Di di di nai chini go she ki
. . Jani ne, jani ne
Later that afternoon, he even wondered if he should write the Statesman a letter; leisure had slowed down his thoughts, and he’d been too long away from the lecturing mode; like a teething child, faintly despondent, he needed to bite into something. He even had a sentence running in his head with which to begin: “Sir, with reference to your article in the leader, one must begin by sounding a note of caution about assuming that economic deregulation will be a panacea to all our problems; but it will, no doubt, be one to some of them.” This sentence ran in his head, its shape changing slightly.
He considered putting it down on the computer on the dining-table. When he connected it to a socket, it flashed to life, its light at first hurting his eyes. Peering, he strained to read at a glance the crowd of icons; the cursor moved at his touch. Yet immediately he lost interest in the blank slate of the screen, and noticed that the time on the screen was wrong; it was the time in Claremont; “Damn thing.”
He went to the apple which had a bit of it chewed off; the arrow settled on it lightly. His mother, on the sofa, was saying:
“Bonny, let me see if you have grown taller.”
“Not now, tamma.”
“Why, what are you doing, shona?”
He was retrieving a toy car that had gone underneath a cupboard.
“I’m busy , tamma.” He was never not busy. Even the cold hadn’t slowed him down. Yet there were times when he just lay on his back, staring at the ceiling; was it the heat? He breathed deeply as he got up now, and wiped his nose.
“Come here and let me see,” said his grandmother. “Thhammar kachhe esho.”
“Okay.”
After looking him up and down and nodding, as if she’d been right, Mrs. Chatterjee said:
“How old will you be?”
“How old?”
“How old, next year, baba?” Teasing him, she looked at him. Just yesterday, before midday, when she’d closed her eyes for five minutes before the tiny gods and goddesses by the dressing-table, his face had come to her eyes. Sometimes she could see Amala in the boy’s straight eyebrows and in his small forehead.
The boy considered this question with gravity.
“Eight,” he said reluctantly.
“When will you be taller than me?” Mrs. Chatterjee said.
It began to rain. Bonny ran towards the verandah and pressed his face against the grille. “Wow,” he said.
The Admiral stood in the balcony, allowing the wind to unsettle his hair. He switched on an electric light, and Bonny’s shadow fell to his left and enveloped part of the furniture.
“Where’s it coming from?” the Admiral said, regarding what could either have been the grille or a point beyond it.
Jayojit had changed the time from 5:32 a.m., in which the colon between the numbers pulsed repeatedly, to 3:32 p.m. by simply moving the band from Detroit, U.S.A., to Calcutta, India.

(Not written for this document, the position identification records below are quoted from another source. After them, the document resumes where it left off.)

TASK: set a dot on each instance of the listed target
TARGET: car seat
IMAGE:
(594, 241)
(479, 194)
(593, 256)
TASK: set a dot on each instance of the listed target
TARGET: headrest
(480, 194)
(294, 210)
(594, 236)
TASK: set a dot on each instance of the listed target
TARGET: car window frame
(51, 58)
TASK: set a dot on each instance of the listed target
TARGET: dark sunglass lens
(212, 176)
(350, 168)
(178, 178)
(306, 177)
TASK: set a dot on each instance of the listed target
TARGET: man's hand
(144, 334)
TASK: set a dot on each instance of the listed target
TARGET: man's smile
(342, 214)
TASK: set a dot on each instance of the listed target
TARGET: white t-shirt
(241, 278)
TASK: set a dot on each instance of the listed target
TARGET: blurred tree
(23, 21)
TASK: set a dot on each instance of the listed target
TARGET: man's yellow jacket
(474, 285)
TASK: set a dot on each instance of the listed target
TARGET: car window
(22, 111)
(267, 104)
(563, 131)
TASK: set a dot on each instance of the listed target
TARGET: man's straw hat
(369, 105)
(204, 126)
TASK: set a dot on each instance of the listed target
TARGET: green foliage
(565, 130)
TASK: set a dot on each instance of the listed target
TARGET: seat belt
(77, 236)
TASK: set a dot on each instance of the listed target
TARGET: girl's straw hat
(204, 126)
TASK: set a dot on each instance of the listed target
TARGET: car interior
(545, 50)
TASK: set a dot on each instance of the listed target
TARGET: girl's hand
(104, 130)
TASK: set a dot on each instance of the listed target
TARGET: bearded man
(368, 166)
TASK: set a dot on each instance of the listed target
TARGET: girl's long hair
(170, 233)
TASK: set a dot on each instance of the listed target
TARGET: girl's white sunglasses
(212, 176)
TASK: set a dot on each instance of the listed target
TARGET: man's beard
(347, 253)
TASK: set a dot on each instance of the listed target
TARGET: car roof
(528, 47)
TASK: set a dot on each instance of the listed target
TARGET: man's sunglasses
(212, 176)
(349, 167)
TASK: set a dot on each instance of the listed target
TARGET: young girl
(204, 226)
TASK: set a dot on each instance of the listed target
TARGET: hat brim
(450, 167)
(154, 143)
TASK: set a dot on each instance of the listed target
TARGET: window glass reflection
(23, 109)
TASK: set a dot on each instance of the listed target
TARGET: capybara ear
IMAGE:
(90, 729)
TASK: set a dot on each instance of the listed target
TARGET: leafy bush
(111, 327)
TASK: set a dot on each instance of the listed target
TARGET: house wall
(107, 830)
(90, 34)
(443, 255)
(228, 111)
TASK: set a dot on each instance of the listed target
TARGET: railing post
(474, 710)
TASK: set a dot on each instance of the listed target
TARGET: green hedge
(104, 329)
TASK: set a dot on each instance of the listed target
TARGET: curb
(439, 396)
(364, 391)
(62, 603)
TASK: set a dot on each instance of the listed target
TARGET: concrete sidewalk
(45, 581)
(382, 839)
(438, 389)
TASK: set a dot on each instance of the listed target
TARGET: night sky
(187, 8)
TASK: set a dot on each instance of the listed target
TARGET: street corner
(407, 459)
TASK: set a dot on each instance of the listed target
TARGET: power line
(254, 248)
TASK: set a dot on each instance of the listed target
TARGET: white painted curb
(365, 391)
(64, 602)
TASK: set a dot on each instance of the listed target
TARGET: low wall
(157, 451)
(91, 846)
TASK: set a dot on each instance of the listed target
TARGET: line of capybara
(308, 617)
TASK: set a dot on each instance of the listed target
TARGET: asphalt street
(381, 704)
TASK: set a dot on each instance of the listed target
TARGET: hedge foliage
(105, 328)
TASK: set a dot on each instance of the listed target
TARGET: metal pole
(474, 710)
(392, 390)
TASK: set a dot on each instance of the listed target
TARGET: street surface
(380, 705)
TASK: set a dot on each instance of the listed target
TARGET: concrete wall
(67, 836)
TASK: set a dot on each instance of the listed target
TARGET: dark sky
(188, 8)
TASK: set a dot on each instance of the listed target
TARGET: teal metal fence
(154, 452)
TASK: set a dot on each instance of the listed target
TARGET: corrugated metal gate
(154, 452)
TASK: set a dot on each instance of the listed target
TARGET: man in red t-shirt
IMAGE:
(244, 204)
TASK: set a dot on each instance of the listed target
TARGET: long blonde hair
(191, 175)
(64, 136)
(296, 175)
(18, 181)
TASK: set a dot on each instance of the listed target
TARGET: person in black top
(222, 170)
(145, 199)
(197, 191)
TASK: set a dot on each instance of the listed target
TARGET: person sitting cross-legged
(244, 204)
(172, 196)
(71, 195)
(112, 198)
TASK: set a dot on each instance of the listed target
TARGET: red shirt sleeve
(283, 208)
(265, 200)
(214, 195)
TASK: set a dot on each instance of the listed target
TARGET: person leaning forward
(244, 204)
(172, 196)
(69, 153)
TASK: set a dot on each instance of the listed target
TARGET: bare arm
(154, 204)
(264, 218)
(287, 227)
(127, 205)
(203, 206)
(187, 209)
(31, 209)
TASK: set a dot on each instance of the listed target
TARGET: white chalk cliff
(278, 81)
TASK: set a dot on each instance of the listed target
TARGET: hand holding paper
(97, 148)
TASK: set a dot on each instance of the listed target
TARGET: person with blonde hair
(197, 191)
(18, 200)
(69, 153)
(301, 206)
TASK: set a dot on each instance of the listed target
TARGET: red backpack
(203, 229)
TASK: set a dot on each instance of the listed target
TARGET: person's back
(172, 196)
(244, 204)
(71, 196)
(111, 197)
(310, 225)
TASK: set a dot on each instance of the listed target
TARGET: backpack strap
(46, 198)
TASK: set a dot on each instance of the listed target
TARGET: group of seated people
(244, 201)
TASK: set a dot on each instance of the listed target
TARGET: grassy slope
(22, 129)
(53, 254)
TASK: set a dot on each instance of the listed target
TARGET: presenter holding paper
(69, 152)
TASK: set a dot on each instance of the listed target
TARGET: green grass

He rubbed an eye; the light from the screen had begun to hurt his eyes ever since the sky’d become dark.
His mother was now removing, rather unhappily, some of the damp clothes from the clothesline.
Kites descended at times as low as this balcony. Then they took off again.
It wasn’t clear whether this was simply a seasonal change; though it was true that they hadn’t been seen so close during the summer. Their wings hooded their bodies, and Jayojit had gone up quite close to one and noticed how pointed and talon-like its beak was. They usually sat on the parapets outside windows, or on the ends of pipes.